Many Microsystems clusters have been formed in Europe, North America and most recently in Taiwan and Korea . The first Microsystems cluster was formed in Dortmund Germany in 1989. Since that time, over 1200 highly-shilled and high-paying jobs have been created at companies including Steag Microparts and H.L. Planartechnic. Currently over twenty Microsystems Clusters exist worldwide in different stages of development including:

Flanders, Belgium

Georgia

Glennan Microsystems-Ohio

Gothenberg, Sweden

Korea (Kyunggi Technopark)

Michigan

MINATEC- Grenoble,France

Netherlands

Neuchatel, Switzerland

New Jersey

New York-Albany

Northwest United Kingdom (Manchester/Liverpool)

S.W. Florida

Taiwan

Washington Technology Center

4.0 Conclusions

Microsystems clusters have proven themselves to be effective facilitators to the commercialization of microsystems.
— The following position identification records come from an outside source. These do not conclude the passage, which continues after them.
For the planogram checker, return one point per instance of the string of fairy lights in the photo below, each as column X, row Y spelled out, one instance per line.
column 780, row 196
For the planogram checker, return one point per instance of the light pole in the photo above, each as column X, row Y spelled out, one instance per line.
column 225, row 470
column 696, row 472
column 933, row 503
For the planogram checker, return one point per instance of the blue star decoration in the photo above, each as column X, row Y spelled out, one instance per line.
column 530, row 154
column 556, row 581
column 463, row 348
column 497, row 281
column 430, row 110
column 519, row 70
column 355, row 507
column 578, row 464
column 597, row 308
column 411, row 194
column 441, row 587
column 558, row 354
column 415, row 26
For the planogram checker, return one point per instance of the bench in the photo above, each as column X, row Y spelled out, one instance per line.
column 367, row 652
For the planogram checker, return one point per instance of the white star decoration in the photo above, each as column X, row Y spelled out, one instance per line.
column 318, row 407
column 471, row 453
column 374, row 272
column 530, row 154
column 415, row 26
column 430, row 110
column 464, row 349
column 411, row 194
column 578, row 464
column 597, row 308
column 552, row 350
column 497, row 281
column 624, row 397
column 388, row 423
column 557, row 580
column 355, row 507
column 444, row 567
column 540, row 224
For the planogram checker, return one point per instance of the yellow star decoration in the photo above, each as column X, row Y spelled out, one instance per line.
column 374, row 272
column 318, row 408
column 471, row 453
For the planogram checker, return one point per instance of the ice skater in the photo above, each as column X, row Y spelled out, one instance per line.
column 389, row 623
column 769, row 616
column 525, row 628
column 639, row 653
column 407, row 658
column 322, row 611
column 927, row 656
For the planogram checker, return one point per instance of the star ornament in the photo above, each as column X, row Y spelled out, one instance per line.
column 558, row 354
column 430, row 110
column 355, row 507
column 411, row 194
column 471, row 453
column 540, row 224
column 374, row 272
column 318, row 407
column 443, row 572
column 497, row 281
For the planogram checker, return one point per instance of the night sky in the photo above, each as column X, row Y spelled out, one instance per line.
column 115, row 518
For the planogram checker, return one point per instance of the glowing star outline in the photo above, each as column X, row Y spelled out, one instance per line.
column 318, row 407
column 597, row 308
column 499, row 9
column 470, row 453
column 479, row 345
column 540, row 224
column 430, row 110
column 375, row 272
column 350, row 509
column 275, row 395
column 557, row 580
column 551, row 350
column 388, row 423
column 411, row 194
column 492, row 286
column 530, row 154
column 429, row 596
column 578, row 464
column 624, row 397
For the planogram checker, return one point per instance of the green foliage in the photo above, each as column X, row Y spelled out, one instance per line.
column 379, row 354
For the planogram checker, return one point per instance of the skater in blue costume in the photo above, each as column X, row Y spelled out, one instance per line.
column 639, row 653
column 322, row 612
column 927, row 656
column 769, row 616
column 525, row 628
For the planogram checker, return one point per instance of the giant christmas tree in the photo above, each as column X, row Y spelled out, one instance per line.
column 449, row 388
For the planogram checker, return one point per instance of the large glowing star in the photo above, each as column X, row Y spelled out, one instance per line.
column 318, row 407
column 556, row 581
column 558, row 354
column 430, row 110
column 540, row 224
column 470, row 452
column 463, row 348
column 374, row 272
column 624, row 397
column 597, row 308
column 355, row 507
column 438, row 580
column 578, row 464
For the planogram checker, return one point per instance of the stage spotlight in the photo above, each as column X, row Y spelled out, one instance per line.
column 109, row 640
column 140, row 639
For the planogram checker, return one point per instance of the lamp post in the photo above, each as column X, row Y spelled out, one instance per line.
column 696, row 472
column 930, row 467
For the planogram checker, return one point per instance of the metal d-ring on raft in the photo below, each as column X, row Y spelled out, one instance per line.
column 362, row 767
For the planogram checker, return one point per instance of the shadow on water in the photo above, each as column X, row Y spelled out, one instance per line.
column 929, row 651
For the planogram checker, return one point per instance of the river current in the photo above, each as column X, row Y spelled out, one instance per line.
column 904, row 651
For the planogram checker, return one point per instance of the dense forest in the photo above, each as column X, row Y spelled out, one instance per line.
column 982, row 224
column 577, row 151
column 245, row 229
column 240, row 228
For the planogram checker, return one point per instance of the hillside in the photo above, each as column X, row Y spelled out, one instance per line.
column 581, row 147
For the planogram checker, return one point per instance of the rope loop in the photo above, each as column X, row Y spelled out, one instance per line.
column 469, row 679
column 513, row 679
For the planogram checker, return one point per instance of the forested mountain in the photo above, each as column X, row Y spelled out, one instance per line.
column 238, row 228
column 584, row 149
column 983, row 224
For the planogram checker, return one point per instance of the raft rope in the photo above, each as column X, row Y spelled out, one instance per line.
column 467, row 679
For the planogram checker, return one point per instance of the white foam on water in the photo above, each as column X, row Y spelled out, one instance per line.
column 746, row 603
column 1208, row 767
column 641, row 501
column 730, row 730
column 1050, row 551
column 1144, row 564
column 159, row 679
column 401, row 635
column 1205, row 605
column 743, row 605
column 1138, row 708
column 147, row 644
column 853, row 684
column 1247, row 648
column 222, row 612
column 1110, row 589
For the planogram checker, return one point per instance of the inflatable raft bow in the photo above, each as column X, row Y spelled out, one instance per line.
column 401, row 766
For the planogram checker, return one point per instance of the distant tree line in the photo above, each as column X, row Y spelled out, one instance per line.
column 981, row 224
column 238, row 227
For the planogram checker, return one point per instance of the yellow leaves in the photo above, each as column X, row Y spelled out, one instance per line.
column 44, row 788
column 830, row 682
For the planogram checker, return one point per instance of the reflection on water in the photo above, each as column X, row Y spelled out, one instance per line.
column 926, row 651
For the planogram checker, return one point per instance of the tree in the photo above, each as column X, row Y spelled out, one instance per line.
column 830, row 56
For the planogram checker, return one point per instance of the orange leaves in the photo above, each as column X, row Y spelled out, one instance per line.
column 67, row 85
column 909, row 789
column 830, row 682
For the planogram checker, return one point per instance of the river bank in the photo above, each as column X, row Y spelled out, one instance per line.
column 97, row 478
They literally have created over 100 companies worldwide and thousands of high skill jobs. Their economic development objectives have more than been met. We foresee the immediate and more rapid development of both micro and nanosystems clusters in the near future to help facilitate the commercialization of these technologies.

 

[1] A. Saxenian, Regional Advantage: Culture and Competition in Silicon Valley and Route 128. Harvard Business School Press, 1994.

[2] M. Porter, On Competition. Harvard Business School Press, 1996, p. 7.

 

Acknowledgement

The author wishes to acknowledge the Michigan Economic Development Authority, for the financial support of the project from which much of the material was created and especially Mr. Mahendra Ramsighani, Project Manager, who provided invaluable assistance and direction in the creation of the original report.